Après les émeutes de Stonewall en 1969, les militants LGBTQ de tout le pays ont fait des avancées significatives en matière de droits civils et ont obtenu certaines protections au niveau municipal et étatique contre la discrimination dans l’emploi public. Environ deux douzaines d’États avaient décriminalisé la sodomie en 1980, et certains militants parlaient déjà de la prochaine frontière : la reconnaissance légale du mariage.
Presque au moment exact où les cas de VIH ont commencé à apparaître à Los Angeles et à New York, la lutte pour les droits civils des LGBTQ a été confrontée à un retour de bâton réactionnaire mené par des personnalités comme Anita Bryant et le révérend Jerry Falwell, dont la « morale » a été l’un des piliers. Jerry Falwell, dont la « majorité morale » invective contre l’octroi de droits aux homosexuels.
Le 22 mars 1980, un an avant ce premier rapport MMWR, les dirigeants chrétiens évangéliques ont remis une pétition au président Jimmy Carter demandant un arrêt de l’avancée des droits des homosexuels. « Le jugement de Dieu va s’abattre sur l’Amérique comme sur d’autres sociétés qui ont permis à l’homosexualité de devenir un mode de vie protégé », prédisait Bob Jones III, selon l’UPI.
Alors que la réaction anti-gay gagnait du terrain dans toute l’Amérique avec l’élection de l’allié de la majorité morale Ronald Reagan, les militants ont constaté que leurs demandes d’attention pour une crise médicale croissante étaient ignorées. La marche pour les droits civils LGBTQ s’est arrêtée – après que plus d’une douzaine d’États aient abrogé les interdictions de sodomie dans les années 1970, seulement deux juridictions, le Wisconsin et les îles Vierges, ont décriminalisé la sodomie dans les années 1980.
En 1982, Larry Speakes, attaché de presse de Reagan, a ri lorsqu’on lui a demandé si le président suivait la propagation du sida.
« C’est connu comme la peste gay », a demandé le journaliste. Certaines personnes dans la salle ont gloussé.
« Je ne l’ai pas, et vous ? ». Speakes a répliqué, alors que la salle a éclaté de rire. « Vous l’avez ? Vous n’avez pas répondu à ma question.
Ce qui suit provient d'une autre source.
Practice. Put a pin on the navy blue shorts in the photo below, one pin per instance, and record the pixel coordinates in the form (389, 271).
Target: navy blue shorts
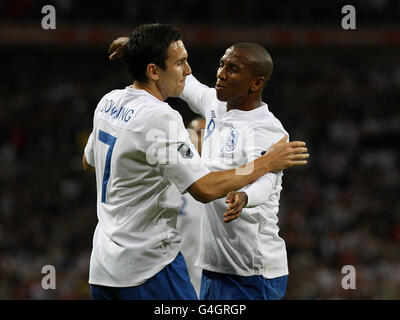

Comment le savez-vous ? »
En 1984, la secrétaire d’État à la Santé et aux Services sociaux, Margaret Heckler, annonçait la découverte du virus responsable du sida, la mise au point d’un test de dépistage du sida et prévoyait qu’un vaccin serait disponible en 1986. Mais aucun vaccin n’est jamais arrivé.
‘SEIZE THE FDA’
Après l’annonce de Heckler, il a fallu un an avant que Reagan ne prononce publiquement le mot « SIDA » jusqu’en 1985, alors que plus de 12 000 Américains étaient morts et que le virus avait commencé à se propager rapidement à travers les populations hémophiles et les utilisateurs de drogues injectables.
En 1987, la zidovudine, ou AZT, est devenue le premier médicament approuvé pour traiter le SIDA. Mais le médicament semblait seulement ralentir la progression de la maladie, et ne la guérissait pas, ni même n’empêchait la mort. Les patients devaient prendre une pilule d’AZT toutes les quatre heures, nuit et jour, pour toujours. Aujourd’hui, nous savons que cette quantité d’AZT constitue une surdose toxique.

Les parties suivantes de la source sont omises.